Summer here was not very summery... lots of rain and only a few days of heat. I don't like the heat but I'm not that keen on rain either! We mostly spent summer in Bristol and enjoyed it despite the weather. The main casualty of the weather was my photography - hardly anything to show for it.

Westonbirt festival of wood

We went to Westonbirt Arboretum's Festival of Wood in August.

Active carving

Jim's mother and her friend Ted were on a coach tour that meant they were in Cheltenham for the day. We popped up there and took them for an airing on Cleeve Hill. They were glad to get away from yet another day of potential shopping!

Cleeve Hill

Autumn has been much better for weather, except the week we took on holiday - we seemed to pick the wettest week for that! But again it was fun and as we were on holiday I took photos anyway.

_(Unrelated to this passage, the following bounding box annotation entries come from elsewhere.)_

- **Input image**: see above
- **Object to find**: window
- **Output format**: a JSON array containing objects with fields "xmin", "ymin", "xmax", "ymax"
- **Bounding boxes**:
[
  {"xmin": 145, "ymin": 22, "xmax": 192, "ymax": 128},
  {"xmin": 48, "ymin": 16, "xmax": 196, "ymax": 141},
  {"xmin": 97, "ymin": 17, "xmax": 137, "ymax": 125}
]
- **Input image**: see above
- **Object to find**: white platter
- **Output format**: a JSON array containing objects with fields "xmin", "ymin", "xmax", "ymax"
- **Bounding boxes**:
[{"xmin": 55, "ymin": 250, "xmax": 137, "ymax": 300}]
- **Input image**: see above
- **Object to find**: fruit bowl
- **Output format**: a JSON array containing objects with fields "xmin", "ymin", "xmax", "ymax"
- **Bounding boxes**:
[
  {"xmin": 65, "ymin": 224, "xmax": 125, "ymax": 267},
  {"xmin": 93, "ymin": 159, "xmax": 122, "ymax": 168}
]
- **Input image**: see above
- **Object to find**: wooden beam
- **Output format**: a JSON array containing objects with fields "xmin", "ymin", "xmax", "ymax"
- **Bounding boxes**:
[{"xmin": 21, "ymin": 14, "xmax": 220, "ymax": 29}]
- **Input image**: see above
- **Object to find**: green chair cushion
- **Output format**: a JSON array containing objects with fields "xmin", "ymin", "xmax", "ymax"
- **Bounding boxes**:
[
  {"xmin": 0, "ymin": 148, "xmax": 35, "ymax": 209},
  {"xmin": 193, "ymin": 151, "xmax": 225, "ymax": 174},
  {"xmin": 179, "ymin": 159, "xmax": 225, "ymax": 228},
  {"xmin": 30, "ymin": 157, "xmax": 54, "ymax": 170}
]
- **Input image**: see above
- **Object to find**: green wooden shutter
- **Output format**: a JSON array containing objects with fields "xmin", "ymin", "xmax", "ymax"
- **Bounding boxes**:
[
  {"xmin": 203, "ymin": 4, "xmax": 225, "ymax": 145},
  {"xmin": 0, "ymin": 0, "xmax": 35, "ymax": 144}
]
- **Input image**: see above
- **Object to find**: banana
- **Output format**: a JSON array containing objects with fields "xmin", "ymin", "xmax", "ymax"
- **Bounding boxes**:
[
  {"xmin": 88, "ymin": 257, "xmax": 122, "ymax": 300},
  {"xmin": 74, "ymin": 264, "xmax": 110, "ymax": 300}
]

For my birthday (though not actually on it) we went to see the Autumn colour at Wesonbirt.

Autumn Colour

Our week up in the Yorkshire Dales was a prelude to a surprise 70th birthday party for one of Jim's aunts. She was indeed very surprised but also delighted that so many people turned up for her. We then spent a couple of days with Jim's mother before making our way back home... and to more FarmVille! (??? words before I gave way... ;-)

Prawn Cocktail!

Whilst in the Dales we visited some caves - ones with a guided tour, there was a lot of stooping but no crawling through water ;-) - there were lots of fantastic stalagmites / stalemates (my spell checker again!) amd stalagtites (no guesses for that one...) - hard to photograph but wonderful to see. The guide even extinguished the lights briefly for us all to see the caves by candlelight as the Victorians would have seen them when exploring them. And then he blew out the candle so we had utter darkness too.

In a cave

Jim had discovered the existence of a small turf labyrinth only 20 minutes from his mother's house - despite the nearness it wasn't a place she or he had been before - so we explored it whilst visiting her.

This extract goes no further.